Security researcher Sharon Brizinov earned $64,000 in bug bounties after finding hundreds of secrets leaking in dozens of public GitHub repositories.
What makes Brizinov’s findings special is that the leaked secrets were found in files that had been deleted from the scanned repositories, which also reveals risks associated with a lack of appropriate actions when dealing with such leaks.
The issue his research brings to the spotlight is that developers may not be aware that Git retains copies of all files within a repository, even if they are no longer available in the working directory.
A distributed revision control system, Git tracks content using a commit – tree – blob structure. It captures snapshots of the repository’s state, and relies on branches for reviewing commit history, and on tags for referencing specific commits.
Because it stores each version of a file as a unique object and keeps a complete history of the changes made to a repository, Git makes it easy to revert to previous states and to restore files that have been deleted or removed from the working directory and committed.
“Once a commit is created, its data is stored in .git/objects and remains there even if it’s no longer referenced by any branch or tag. Unreferenced (dangling) objects aren’t removed immediately — they’re typically retained for around two weeks before being eligible for garbage collection,” Brizinov explains.
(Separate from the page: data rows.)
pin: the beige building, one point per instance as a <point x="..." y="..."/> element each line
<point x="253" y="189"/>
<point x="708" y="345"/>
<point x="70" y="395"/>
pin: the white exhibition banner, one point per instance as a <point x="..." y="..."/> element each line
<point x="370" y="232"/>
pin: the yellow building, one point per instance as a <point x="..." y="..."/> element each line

Removing files from Git history may prove difficult, as the system maintains references to them in heads and tags, and older commits still contain files removed in newer ones.
“To completely remove a file from history, one must rewrite history using tools like git filter-branch, git-filter-repo or by manually rebasing and running garbage collector (with prune) to clear unreachable objects,” Brizinov says.
When it comes to public repositories, he notes, completely removing committed files is virtually impossible, as they may have been copied or cloned elsewhere.
To shed light on these risks, Brizinov built an automated tool to clone public repositories, traverse all commits to find deleted files, restore them, and scan them for secrets such as API keys, tokens, and credentials.
He focused on companies with active bug bounty programs and those with Github repositories that have over 5,000 stars, and discovered hundreds of active secrets, mainly in binary files that had been deleted after being committed to the repository.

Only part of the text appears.